Meine Haare flossen mir in seidenen Wellen den Rücken hinab. Jede einzelne Strähne glänzte wie gesponnenes Gold. Sie umrahmten anmutig ein elfenartiges Gesicht. Ausdrucksstarke, schimmernde, dunkelblaue Augen lagen unter elegant geschwungenen Augenbrauen, einer geraden Nase und Lippen, die geradezu zum Küssen einluden. Als wäre das noch nicht genug, sah auch meine Haut aus wie nach einer Photoshop-Bearbeitung. Straff und hell, ohne jegliche Unreinheiten. Pickel suchte man hier vergebens. Dabei sah ich aus wie gerade mal 20!

Plötzlich weiteten sich meine Augen erschrocken als mein Blick tiefer ging.
Was zum...
Lief ich hier etwa schon die ganze Zeit splitterfasernackt durch die Gegend? Oh verdammt. Nur nichts anmerken lassen. Was soll ich denn jetzt machen ? Sallron schien es ja nicht so stören. Außerdem war es ja nicht mal mein eigener Körper der gerade so entblößt war.
Aber irgendwie doch...
So ein Bullshit!
Ich frage einfach. Was kann ich schon verlieren?

"Ähm... Hey, Sallron. Eine Frage. Gibt es hier zufälligerweise auch etwas zum Anziehen?"
Erstaunt wand er sich mir zu. "Lauft ihr im Paradies nicht immer so rum? Du solltest dich keineswegs dazu gezwungen fühlen, unsere Angewohnheiten und Sitten zu übernehmen!"
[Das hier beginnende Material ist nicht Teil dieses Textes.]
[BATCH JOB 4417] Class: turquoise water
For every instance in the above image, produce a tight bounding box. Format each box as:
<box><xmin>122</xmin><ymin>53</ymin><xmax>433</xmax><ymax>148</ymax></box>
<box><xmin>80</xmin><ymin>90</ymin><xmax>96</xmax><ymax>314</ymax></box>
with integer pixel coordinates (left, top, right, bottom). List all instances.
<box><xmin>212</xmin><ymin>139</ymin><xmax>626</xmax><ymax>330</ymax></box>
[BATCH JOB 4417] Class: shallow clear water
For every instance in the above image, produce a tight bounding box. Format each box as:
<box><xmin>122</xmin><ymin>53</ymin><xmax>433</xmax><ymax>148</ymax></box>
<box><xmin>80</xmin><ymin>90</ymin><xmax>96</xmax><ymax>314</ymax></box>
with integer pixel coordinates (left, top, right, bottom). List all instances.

Ich versuchte gar nicht erst ihn noch mal auf das 'keine Göttin' hinzuweisen, sondern meinte einfach nur schnell "Das stört mich nicht. Im Gegenteil fühle ich mich sogar unwohl dabei, die einzige im Raum zu sein, die keine Klamotten trägt." Sallron grinste
"Na wenn das so ist, dann suchen wir mal einen Kleiderschrank, oder?"
Erleichtert lächelte ich auch.
"Ja, so schnell wie möglich!"
Mit diesen Worten drehte ich mich um und marschierte geradewegs wieder ins Wohnzimmer zurück.